Satin Island has a fascinating corporate premise at its core: a brilliant anthropologist is hired by an elite London-based consultancy company to read the contemporary zeitgeist and uncover patterns and theories to construct a unified theory of the whole that will revolutionise its offerings and bring it glorious success.


'U', as he's known, searches for meaning in the rich kaleidoscope of reality to construct this magic concoction. But he's constantly encountering and being fascinated by little dissonances in our social fabric, be they accidents, glitches and illogicalities - like oil spills, parachute failures, cancer cells, video buffering, torture, etc.    

But he keeps at it, encouraged by his boss, the mysterious Peyman, who is nothing if not insane. U's presentations at future-oriented conferences are unmitigated tripe, but he's ceaselessly celebrated by his corporate audiences.

As the dissonances attest a satisfying and meaningful whole is a baseless proposition. 

Ironically an air of meaninglessness, rather than meaning, begins to surface. An overwhelming sense of the unfathomable and the disjointed bombards our senses and unravels our comfortable webs of comprehension. 

Unsettling echoes of tragedies and disasters seep into the narrative. 

The final chapter is superb. U waits at the Staten Island ferry terminal in downtown Manhattan and simply observes ordinary commuters going about their daily business - queuing, buying coffee and donuts, waiting to board, etc. A sense of heightened normalcy pervades. Anything could happen. This is 9/11 territory. 

I was reminded very much of Colum McCann's lauded celebration of New York and the World Trade Centre towers Let the Great World Spin.

McCarthy is a writer for our times. Satin Island is a brilliant book.

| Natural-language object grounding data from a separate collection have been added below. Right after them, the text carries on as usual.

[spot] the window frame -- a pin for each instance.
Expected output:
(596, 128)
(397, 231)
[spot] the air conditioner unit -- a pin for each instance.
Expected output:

I've long enjoyed the novels of Robert Harris and considered his last An Officer and a Spy to be a masterpiece. I blogged about it here. 

Dictator, the third and final instalment in his marvellous and celebrated Cicero series, is likewise magnificent. 


This is the politics of ancient Rome. It's corrupt and brutal though ostensibly democratic. Its intrigues are awash with blood. Harris has written an essay on war as much as an historical and dramatic novel - an essay that is supremely relevant to our modern times.


Rome is the epitome of a warmongering nation. Flimsy excuses justify aggression, and the self-aggrandisement of Patrician warrior leaders, dealing in treachery and deceit at every turn, expose them as brutal criminals at heart. 

Cicero is an honourable, generous figure of integrity and Harris is committed to faithfully rendering the exact words of his powerful Senate speeches. He spoke truth to power, but was always aware of the ever shifting alliances that could trap even the most powerful and clever.  

We're immersed in the world of Caesar, Pompey, Cato, Cassius, Antony and others, and the many marriages and familial connections that bind them all. Their manoeuvrings drive the plot and provide the suspense.

Harris also gives us a rich flavour of Roman society: its gods, beliefs, superstitions and social structures.

But the central focus is the remarkable Cicero and his faithful biographer, the humble and intensely likable Tiro.

I can't recommend the novels of Robert Harris enough. He's a superb writer.